Thaw turkey. remove neck and giblets. Rinse and pat dry.
Prepare brine by combining equal parts chicken stock and water. Stir in salt and sugar until dissolved. Place turkey into the pot (or what you are using), breast side down. Tuck in onion quarters, garlic, peppercorns and a couple of bay leaves. If turkey is not fully submerged top off with additional water.
Refrigerate overnight or up to 24 hours.
Remove turkey from the brine and discard brine.
Pat turkey dry with paper towels and allow to sit at room temperature for 45 minutes.
Place a pan to catch turkey juices on a rack under where the bird will be or on the bottom. Preheat smoker to 250 degrees.
Rub turkey with grapeseed or olive oil, season lightly with S&P or a dry rub. Place butter, herbs and onion in cavity of the bird.

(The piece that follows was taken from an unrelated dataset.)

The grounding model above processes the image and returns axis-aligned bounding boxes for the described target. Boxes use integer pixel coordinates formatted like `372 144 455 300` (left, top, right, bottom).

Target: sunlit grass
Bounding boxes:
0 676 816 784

Place turkey in smoker. Add woodchips (usually added from outside the smoker via a tube or slot. (you may wish to add additional chips as bird smokes).
Cook turkey 18-22 minutes per pound or until thermometer inserted deep in the leg area (but not touching bone) registers 155-160.
Allow turkey to rest for 20 minutes before slicing.
Note: If you wish to baste the bird with melted butter or melted butter combined with chicken stock, do so after the first hour.